Roma, 15 giugno 2024 – La tensione e il gelo con Emmanuel Macron sono la cicatrice su un G7 che altrimenti sarebbe stato per Giorgia Meloni un successo senza ombre. Comprensibile dunque l’irritazione estrema che regna a Roma nei confronti dell’inquilino dell’Eliseo. Resta da chiarire quanto di questa tensione sia legata al quadro interno francese, cioè al prossimo voto. Ne parliamo con il politologo e arabista Gilles Kepel.
Professore, l’improvviso peggioramento dei rapporti tra Roma e Parigi è una conseguenza della prova elettorale importantissima che aspetta Macron?
"No. I rapporti tra Francia e Italia sono sempre complicati. C’è disprezzo e gelosia tra le due ’sorelle latine’. Da un lato, l’Italia considera la Francia un Paese che si muove oltre il suo peso, dall’altro c’è l’incomprensione culturale francese verso di voi. Ma questo è un problema enorme, perché abbiamo molti interessi comuni. A partire da quello del controllo dei flussi migratori, fenomeno che, come cittadino di Mentone, mi riguarda da vicino".
In ogni caso, il conflitto tra Macron e la destra europea è palese. Ritiene che sia stata una mossa saggia sciogliere l’Assemblea nazionale?
"Intanto, la sua mossa ha rimescolato le carte. Ora c’è un’alleanza tra l’estrema destra e parte della destra tradizionale. E io penso che un pezzo dell’elettorato moderato di destra voterà per Rassemblement National perché dall’altra parte è apparso il fronte popolare della sinistra, che va dall’ala estrema fino al partito socialista. Macron spera che, dopo l’ebrezza delle Europee, gli elettori si rendano conto che l’estrema destra metterà in ginocchio la Francia. Entrambi i blocchi, tra l’altro, sono controllati dai partiti più estremi: la sinistra da Mélenchon, la destra da Le Pen".
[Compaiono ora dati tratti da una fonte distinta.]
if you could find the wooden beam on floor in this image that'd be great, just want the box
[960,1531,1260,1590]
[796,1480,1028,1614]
Insomma: l’Europa non è minacciata solo dalla destra ma anche dall’estrema sinistra.
"In realtà, l’estrema sinistra ha messo molta acqua nel vino del suo programma, come del resto ha fatto l’estrema destra. Per farsi accettare, entrambi i fronti hanno bisogno anche del consenso europeo. Questi due blocchi hanno delle similitudini: parlano alla Francia più povera, quella più colpita dalla trasformazioni del capitalismo post-industriale. Se la destra si rivolge ad un elettorato ’francese’, la sinistra parla soprattutto alla popolazione figlia di immigrati".
E Macron in tutto questo?
"Cerca di mettere paura. Punta sul fatto che nessuno di questi blocchi può governare da solo. Mettiamola così: dividendo l’elettorato in cinque parti, due elettori su cinque votano a destra, altri due votano a sinistra e il centro diventa l’ago della bilancia. Poi, come ho detto, Macron spera che i francesi si sveglino prima di votare, nella consapevolezza che tanto i programmi di destra quanto quelli di sinistra sono quasi impossibili da applicare".
Le Pen ha annunciato che se vince farà un governo di unità nazionale.
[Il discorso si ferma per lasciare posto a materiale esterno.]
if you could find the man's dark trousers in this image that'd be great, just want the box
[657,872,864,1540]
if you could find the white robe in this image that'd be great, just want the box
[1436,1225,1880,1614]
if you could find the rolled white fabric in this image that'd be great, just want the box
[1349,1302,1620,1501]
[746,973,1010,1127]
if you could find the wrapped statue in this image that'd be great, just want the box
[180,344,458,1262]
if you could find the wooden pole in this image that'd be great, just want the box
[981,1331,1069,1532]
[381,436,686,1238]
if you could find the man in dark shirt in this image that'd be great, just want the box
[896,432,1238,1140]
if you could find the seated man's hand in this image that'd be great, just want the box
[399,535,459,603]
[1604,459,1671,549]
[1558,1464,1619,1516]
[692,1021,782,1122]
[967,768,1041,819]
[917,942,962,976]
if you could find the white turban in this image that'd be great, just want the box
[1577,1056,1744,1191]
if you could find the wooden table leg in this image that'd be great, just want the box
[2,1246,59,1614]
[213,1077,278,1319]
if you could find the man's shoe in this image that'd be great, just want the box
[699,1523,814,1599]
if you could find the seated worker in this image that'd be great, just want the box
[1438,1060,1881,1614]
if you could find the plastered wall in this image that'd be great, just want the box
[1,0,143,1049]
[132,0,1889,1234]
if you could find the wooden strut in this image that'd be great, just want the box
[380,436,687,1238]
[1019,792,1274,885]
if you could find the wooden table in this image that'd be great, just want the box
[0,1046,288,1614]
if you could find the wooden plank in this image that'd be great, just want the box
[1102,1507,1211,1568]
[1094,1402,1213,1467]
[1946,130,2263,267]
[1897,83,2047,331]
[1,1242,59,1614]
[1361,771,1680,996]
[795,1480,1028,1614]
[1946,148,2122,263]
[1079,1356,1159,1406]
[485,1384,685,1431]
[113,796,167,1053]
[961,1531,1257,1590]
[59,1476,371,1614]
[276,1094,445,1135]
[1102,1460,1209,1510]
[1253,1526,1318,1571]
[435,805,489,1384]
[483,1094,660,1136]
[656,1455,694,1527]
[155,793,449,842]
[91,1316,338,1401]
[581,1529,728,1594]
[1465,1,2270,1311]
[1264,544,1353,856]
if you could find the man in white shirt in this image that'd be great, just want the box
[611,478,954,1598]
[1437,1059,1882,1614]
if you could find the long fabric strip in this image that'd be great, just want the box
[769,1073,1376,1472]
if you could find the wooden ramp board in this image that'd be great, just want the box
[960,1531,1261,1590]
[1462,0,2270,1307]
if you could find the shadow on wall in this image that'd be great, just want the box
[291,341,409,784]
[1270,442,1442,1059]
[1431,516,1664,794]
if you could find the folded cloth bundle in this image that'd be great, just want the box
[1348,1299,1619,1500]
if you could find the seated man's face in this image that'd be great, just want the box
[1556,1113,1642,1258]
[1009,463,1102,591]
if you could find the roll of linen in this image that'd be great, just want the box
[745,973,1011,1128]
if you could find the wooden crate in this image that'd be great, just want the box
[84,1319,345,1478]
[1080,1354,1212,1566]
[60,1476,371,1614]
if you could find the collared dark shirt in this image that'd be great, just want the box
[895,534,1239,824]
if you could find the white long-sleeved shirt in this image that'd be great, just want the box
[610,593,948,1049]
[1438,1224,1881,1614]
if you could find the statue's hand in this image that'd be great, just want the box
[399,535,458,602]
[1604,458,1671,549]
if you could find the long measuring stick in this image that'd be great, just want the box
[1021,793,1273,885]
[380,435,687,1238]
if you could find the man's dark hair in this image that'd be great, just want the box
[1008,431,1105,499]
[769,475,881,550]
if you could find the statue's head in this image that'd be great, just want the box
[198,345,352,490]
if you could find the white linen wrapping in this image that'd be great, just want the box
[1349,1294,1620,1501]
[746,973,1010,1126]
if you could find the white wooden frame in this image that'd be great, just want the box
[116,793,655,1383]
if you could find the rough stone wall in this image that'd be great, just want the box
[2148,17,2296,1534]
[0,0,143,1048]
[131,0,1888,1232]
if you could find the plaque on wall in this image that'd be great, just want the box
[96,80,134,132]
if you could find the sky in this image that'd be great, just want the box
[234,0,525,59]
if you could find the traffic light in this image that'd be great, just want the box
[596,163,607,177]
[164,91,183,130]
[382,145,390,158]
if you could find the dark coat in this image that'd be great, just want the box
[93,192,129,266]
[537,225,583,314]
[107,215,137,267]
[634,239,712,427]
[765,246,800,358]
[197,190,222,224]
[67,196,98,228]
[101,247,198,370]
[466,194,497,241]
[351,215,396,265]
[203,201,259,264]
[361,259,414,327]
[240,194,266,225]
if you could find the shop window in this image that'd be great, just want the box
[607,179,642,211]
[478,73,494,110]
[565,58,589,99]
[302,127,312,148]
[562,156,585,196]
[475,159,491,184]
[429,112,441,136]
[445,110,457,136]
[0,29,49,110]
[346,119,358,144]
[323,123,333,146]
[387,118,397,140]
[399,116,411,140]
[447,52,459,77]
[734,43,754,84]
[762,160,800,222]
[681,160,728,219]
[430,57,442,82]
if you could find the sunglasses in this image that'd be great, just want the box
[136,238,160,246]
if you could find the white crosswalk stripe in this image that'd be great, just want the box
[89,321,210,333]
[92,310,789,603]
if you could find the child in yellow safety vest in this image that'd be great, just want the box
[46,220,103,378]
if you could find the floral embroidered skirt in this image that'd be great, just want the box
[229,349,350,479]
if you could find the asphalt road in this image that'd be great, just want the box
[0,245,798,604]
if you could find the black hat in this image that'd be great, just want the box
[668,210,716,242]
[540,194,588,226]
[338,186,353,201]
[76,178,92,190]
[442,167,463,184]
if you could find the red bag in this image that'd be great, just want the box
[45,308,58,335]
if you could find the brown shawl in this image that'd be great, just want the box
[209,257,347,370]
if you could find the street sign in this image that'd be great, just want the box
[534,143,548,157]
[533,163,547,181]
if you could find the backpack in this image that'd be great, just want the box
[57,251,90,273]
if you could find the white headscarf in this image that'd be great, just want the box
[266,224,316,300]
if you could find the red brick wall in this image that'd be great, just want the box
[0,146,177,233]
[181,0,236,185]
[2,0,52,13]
"Dichiarazione che ha l’obiettivo di non far paura. Il problema della Francia è che le Europee sono percepite come elezioni che non hanno importanza politica. Una sorta di sondaggio sulla soddisfazione dei francesi sul governo. Tra due settimane, al contrario, tutti sanno che in gioco c’è molto di più di questo. Non è un caso se tanto Le Pen quanto Mélenchon cercano di allargarsi al centro".
Anche da noi le elezioni si vincono al centro. Professore, la situazione della Francia ricorda quella dell’Italia o ci sono differenze sostanziali?
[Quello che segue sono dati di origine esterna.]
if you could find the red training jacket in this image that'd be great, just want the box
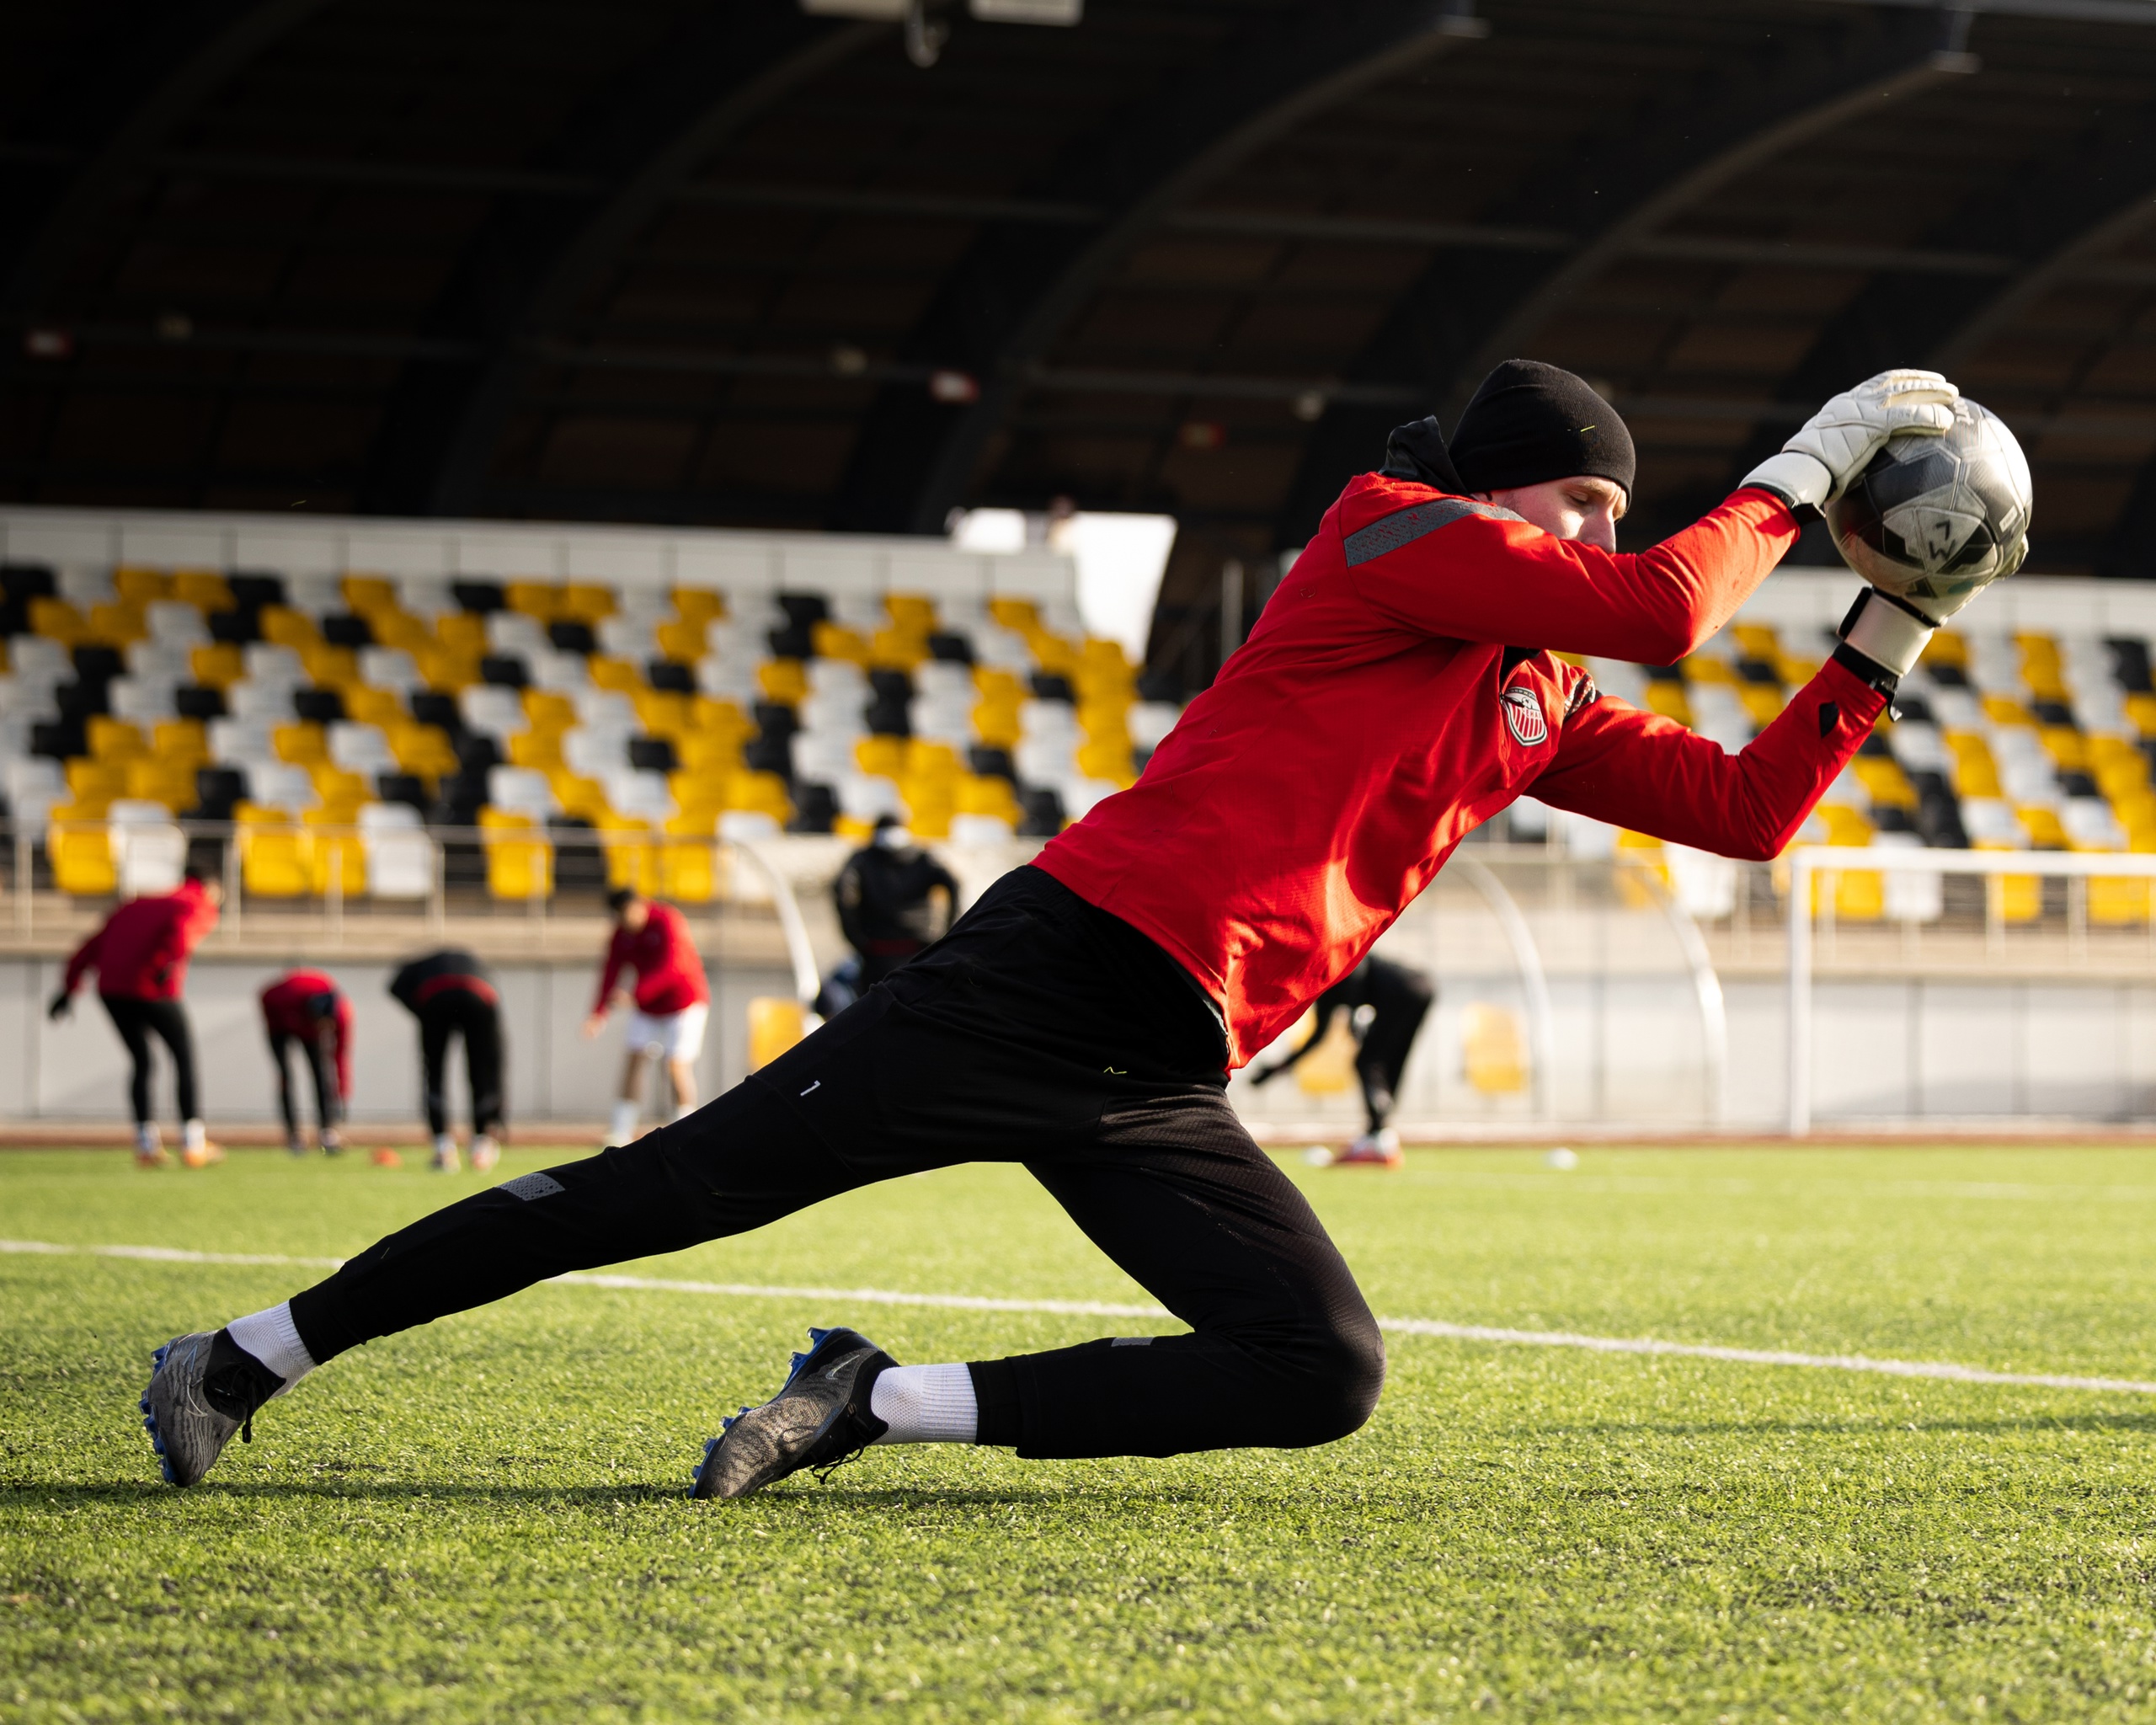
[595,901,709,1015]
[61,878,220,1003]
[1037,477,1884,1066]
[259,969,354,1097]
"La dinamica è simile. Basti pensare che all’epoca del governo Salvini-5 Stelle il modello della destra era Salvini, ora invece si guarda verso Meloni e la capacità della premier di mettere al centro la sua agenda. Però in Italia la burocrazia ha conservato un ruolo importante e, soprattutto, il presidente della Repubblica in Italia ha un ruolo protocollare, in Francia ha un ruolo sovrano molto importante. Ha la capacità di impedire che un governo che non è del suo stesso colore faccia cose che lui non vuole, specie in politica estera".